En principio, sin cuerpo no hay teatro. Inclusive si hubiese teatro sin cuerpo, la ausencia de este sería justamente su esencia. Todo es cuerpo: materia, pensamiento y afecto. Es casi obvio declarar esto. Por tanto, el cuerpo es el punto de partida y el campo de batalla para pelear hegemonías y diferencias. El arte tiene la potencia de discutir poéticamente las hegemonías impuestas por la religión y el capitalismo desde un lugar lúdico y peligroso que desarme las normativas del pensamiento conservador y acumulador. Y lo hace con el cuerpo. No olvidemos que la palabra dicha también es cuerpo: se trata de aire que sale de nuestros pulmones y al atravesar las cuerdas vocales se transforma en eso que conocemos como palabra, canto o grito. Es una idea o un sentimiento hecho carne. La palabra escrita también es cuerpo. En el grafismo de la escritura, en el pulsado de la tecla está el cuerpo. Y así podríamos seguir con todo.

¿Qué opinas sobre el teatro que se viene produciendo en la actualidad en nuestro país?

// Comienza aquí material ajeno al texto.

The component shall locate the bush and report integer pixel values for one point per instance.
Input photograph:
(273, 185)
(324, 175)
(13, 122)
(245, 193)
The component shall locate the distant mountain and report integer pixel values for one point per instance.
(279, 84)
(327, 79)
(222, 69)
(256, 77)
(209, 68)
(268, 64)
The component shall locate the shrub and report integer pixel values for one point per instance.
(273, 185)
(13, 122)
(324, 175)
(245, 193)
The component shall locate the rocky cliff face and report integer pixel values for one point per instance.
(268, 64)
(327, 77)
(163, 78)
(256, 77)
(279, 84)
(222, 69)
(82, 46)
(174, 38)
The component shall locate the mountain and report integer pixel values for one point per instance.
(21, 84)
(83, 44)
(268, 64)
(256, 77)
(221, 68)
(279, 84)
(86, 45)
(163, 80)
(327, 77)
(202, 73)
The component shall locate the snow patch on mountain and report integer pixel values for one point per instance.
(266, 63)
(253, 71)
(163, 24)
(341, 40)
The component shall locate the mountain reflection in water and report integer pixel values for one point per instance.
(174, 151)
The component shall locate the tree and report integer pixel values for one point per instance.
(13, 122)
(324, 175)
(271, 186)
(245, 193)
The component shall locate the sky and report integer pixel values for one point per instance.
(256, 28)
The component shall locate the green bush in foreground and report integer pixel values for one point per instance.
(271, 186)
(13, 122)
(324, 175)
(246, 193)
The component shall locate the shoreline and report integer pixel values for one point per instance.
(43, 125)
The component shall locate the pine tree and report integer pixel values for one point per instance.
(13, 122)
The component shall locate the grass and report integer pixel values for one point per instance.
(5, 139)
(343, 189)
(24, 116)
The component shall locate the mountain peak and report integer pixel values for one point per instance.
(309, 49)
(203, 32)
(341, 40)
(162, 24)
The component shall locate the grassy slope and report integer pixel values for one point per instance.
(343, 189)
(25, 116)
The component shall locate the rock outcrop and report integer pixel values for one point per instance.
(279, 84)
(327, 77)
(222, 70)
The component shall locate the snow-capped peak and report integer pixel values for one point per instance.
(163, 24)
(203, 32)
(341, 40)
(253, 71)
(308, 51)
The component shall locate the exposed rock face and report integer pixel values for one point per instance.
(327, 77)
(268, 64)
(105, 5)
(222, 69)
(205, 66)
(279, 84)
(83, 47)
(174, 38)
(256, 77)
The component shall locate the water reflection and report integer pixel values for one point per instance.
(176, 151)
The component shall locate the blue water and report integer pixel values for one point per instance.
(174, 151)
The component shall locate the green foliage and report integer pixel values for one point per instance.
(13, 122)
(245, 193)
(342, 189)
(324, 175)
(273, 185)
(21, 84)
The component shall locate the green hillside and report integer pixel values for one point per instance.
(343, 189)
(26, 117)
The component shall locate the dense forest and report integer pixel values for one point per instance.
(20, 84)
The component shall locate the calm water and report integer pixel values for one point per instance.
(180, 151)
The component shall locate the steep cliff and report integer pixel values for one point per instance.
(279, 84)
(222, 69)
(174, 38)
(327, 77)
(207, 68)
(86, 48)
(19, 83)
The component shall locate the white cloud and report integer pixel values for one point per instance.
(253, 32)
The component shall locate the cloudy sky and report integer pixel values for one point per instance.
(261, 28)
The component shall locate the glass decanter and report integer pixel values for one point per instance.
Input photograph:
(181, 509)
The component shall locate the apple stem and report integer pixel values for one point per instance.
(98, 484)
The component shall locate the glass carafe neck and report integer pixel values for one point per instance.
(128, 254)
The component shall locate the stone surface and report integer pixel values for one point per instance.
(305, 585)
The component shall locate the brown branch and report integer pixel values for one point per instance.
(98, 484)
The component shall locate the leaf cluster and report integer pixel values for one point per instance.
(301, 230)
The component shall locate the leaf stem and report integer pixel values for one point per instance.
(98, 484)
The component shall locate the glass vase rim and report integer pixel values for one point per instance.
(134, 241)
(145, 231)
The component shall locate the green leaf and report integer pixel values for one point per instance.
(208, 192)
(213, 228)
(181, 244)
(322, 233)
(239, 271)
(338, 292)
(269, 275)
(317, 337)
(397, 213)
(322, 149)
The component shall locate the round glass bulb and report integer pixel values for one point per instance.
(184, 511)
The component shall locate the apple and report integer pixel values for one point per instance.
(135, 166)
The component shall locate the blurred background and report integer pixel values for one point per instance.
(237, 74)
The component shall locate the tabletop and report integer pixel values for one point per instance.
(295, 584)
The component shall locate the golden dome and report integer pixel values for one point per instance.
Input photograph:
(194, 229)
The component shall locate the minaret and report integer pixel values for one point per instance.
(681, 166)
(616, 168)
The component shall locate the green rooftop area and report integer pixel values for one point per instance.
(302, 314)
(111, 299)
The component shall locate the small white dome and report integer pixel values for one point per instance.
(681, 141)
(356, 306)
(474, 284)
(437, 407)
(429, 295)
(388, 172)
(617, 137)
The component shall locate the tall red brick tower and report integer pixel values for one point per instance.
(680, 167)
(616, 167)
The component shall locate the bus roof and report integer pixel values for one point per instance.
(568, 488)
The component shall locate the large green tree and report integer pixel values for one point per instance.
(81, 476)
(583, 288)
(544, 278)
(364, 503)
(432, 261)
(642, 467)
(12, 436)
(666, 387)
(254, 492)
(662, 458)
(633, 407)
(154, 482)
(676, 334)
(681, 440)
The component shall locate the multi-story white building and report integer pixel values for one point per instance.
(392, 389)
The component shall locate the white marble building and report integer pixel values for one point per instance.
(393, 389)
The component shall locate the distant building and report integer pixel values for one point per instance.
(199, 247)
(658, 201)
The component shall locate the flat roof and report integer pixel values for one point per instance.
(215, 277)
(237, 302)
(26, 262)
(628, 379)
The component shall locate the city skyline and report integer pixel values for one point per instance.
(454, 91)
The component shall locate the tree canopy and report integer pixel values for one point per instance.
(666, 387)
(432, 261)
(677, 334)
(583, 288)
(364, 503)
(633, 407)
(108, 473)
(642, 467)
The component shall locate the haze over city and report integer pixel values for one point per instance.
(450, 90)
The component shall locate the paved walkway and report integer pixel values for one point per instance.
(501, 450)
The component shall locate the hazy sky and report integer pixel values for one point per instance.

Va a sonar como una respuesta petulante pero no lo es (los que me conocen de cerca pueden atestiguarlo), sino es la expresión de la sinceridad (lo que Foucault llamaba "el hablar franco o parresía): hace mucho tiempo que no voy a ver teatro, porque me aburre mucho. Trato de hacer el teatro me gustaría ver y me cuesta encontrarlo. Por otro lado mi mirada está muy atravesada por una práctica (son más de treinta años haciendo esto, entonces cuando voy a ver una obra sólo puedo ver los errores o desatinos (y a veces los aciertos) del director. Prefiero la compañía de un buen libro (hay tanta literatura por leer!), y Dostoievski, Borges o Sebald no fallan.

Por último, vas a estar dictando la Residencia de Formación RAV, destinada a artistas del NOA. ¿Tuviste la oportunidad de acceder a algo de lo que se viene produciendo teatralmente en esta región del país? ¿Qué opinión te merece?

La respuesta se desprende de la anterior, y no se limita a mi desconocimiento de la región NOA si no en general. pero hay algo más. Como podrás saber, cuando formamos el Periférico de Objetos durante los años '90 tuvimos la fortuna de poder viajar mucho. Fuimos constantemente demandados desde el exterior y de forma sostenida -cosa que se repitió luego de la disolución del grupo a partir de mi experiencia personal como artista-, con lo cual mi relación con el interior de la Argentina ha estado un tanto relegada.